En fait, « je me demande bien à quoi nous servent ces contrôles routiers sur les axes principaux? Je vois que c’est tout sauf la prévention. J’ai vu les équipes de la prévention routière sur l’axe Bekoko-Sud-Ouest samedi dernier. Non seulement, il n’y avait aucun gendarme, ni policier. Mais les agents du ministère des Transports qui prenaient de l’argent aux automobilistes. Ils arrêtaient tout le monde et s’intéressaient aux pièces des véhicules », relate Nestor Akam, habitant de Bekoko.
Pour Olive Esson, « ces gens-là sont restés au petit carrefour non loin de Miondo Bar presque toute la journée de samedi 22 août 2026. Mais on n’a vu aucun véhicule mis en fourrière. Cela veut donc dire que les chauffeurs étaient en règle et les véhicules qui font le transport en bon état ? Je crois que le ministre des Transports fait du cinéma. Je trouve qu’il n’y a rien de sérieux, si ce n’est chercher de l’argent. Rien que », déclare cette riveraine.
Drame de Sikoum : les présumés assassins reconstituent les faits.
Le drame de Sikoum
En revenant sur la journée du dimanche 23 août 2026. Il faut retenir que l’accident s’est produit dans la matinée à Sikoum. Sur la route nationale nᵒ 3 (RN3) reliant Yaoundé et Douala. Selon les informations, un car d’une agence de voyages avait transporté des habitants d’un même quartier de Douala. Ces derniers revenaient de Bafia, en passant par Yaoundé, après avoir assisté à un deuil. Le car en question est entré en collision frontale avec un camion-benne.

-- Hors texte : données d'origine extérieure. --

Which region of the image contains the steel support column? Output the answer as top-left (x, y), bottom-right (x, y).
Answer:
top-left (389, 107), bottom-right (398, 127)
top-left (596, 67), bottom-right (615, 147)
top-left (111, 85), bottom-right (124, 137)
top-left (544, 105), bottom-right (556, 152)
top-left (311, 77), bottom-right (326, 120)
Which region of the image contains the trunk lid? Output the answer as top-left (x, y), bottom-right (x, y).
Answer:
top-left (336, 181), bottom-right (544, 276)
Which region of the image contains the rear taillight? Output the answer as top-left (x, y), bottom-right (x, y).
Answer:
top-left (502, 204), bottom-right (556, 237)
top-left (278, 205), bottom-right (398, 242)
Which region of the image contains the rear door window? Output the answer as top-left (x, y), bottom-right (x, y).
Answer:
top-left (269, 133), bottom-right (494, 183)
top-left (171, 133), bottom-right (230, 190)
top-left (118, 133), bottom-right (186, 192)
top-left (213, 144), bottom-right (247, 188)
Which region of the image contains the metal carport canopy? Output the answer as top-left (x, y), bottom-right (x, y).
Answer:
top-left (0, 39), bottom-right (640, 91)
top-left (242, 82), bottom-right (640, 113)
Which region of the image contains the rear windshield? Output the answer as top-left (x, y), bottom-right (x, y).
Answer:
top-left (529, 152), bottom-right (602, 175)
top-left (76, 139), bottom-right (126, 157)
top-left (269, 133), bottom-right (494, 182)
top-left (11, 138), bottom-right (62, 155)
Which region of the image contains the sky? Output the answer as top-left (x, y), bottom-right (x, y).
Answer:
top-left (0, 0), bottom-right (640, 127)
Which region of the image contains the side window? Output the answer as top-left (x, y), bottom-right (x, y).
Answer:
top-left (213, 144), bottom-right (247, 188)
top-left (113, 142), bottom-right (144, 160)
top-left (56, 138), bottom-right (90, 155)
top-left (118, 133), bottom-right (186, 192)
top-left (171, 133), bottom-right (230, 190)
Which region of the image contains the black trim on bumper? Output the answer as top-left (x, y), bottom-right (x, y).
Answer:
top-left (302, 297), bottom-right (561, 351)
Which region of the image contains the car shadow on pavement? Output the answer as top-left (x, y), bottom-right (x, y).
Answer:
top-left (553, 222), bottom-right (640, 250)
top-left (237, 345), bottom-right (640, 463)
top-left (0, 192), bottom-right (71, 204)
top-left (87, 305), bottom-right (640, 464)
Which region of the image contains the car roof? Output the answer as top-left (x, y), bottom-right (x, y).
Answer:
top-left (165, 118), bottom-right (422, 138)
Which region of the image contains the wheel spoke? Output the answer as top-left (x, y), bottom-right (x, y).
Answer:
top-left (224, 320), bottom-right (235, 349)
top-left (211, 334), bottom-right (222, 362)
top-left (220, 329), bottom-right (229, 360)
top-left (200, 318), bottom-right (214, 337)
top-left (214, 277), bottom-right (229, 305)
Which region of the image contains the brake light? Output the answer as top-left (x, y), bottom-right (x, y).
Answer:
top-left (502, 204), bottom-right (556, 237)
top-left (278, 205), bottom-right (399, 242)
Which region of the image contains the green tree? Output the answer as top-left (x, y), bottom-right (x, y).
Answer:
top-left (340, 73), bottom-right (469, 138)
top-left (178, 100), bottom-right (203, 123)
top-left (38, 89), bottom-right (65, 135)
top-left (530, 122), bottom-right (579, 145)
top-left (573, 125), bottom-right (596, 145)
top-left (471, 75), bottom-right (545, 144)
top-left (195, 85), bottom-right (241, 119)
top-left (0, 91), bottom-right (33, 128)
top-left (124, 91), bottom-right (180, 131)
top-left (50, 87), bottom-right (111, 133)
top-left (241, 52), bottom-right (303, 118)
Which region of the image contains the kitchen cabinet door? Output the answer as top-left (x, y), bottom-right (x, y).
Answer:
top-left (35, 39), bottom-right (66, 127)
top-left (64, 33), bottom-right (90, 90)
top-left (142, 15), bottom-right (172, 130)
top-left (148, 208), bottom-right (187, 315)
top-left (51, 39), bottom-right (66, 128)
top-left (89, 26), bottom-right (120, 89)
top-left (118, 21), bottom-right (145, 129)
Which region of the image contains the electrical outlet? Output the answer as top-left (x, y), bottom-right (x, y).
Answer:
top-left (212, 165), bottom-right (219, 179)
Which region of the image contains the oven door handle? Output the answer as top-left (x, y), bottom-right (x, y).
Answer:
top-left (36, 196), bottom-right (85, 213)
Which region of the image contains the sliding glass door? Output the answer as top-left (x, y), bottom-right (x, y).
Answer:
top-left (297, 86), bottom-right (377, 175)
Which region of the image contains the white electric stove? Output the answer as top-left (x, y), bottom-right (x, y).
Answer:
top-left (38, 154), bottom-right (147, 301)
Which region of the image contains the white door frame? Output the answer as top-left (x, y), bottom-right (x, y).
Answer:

En effet, les informations fournies par Mme la déléguée départementale des Transports de la Sanaga-Maritime sont plus précises. « Le chauffeur du car se serait endormi au volant. Le véhicule aurait alors dévié de sa trajectoire avant de percuter le camion qui circulait en sens inverse. Les dix-sept victimes se trouvaient toutes à bord du car », va expliquer Esther Ngo Yemba.
Et on l’a vu plus haut, le drame de Sikoum survient alors même que les pouvoirs publics se déploient sur le terrain. Ils ont engagé une campagne spéciale de prévention et de sécurité routières depuis le 25 juin 2026. Celle-ci va se poursuivre jusqu’au 30 septembre 2026.
En effet, l’opération est menée à l’échelle nationale. Et elle vise à limiter les accidents pendant la période des vacances et à l’approche de la rentrée scolaire. Seulement, le dispositif a été renforcé sur les axes les plus exposés.
23 morts en moins de deux semaines
Ainsi donc, à mi-parcours de la campagne, le ministère des Transports va relever 35 accidents sur certains axes routiers. Ils sont imputables au stationnement dangereux ou à l’usage abusif de véhicules de transport de marchandises diverses. Et dangereuses entre depuis le 1ᵉʳ juin 2026. Et la RN3, reliant Yaoundé à Douala, fait partie des principaux axes concernés.
Autre lieu et autre drame, Ndikinimeki. Ici, tout s’est produit dans la nuit du 13 au 14 août 2026, à Nomalé, dans l’arrondissement de Ndikinimeki. 16 personnes ont péri et une quarantaine ont été blessées dans la collision entre un bus de transport. Et un camion chargé de planches immobilisé sur la chaussée. En fait la succession de ces accidents montre que les risques auxquels sont exposés les usagers sont nombreux.
Seulement, le stationnement dangereux constitue une menace. Il faut ajouter à cela la fatigue des conducteurs, le comportement au volant, l’état des véhicules. Le respect des règles de transport et les conditions de circulation. Le cas de la RN3 est bien révélateur.
Ainsi, les drames de Nomalé et de Sikoum ont fait à eux seuls 23 morts en moins de deux semaines. Il faut ajouter à cela, des dizaines de blessés. Pour tout dire, certains axes demeurent particulièrement exposés. Et certains comportements continuent de produire des conséquences dramatiques.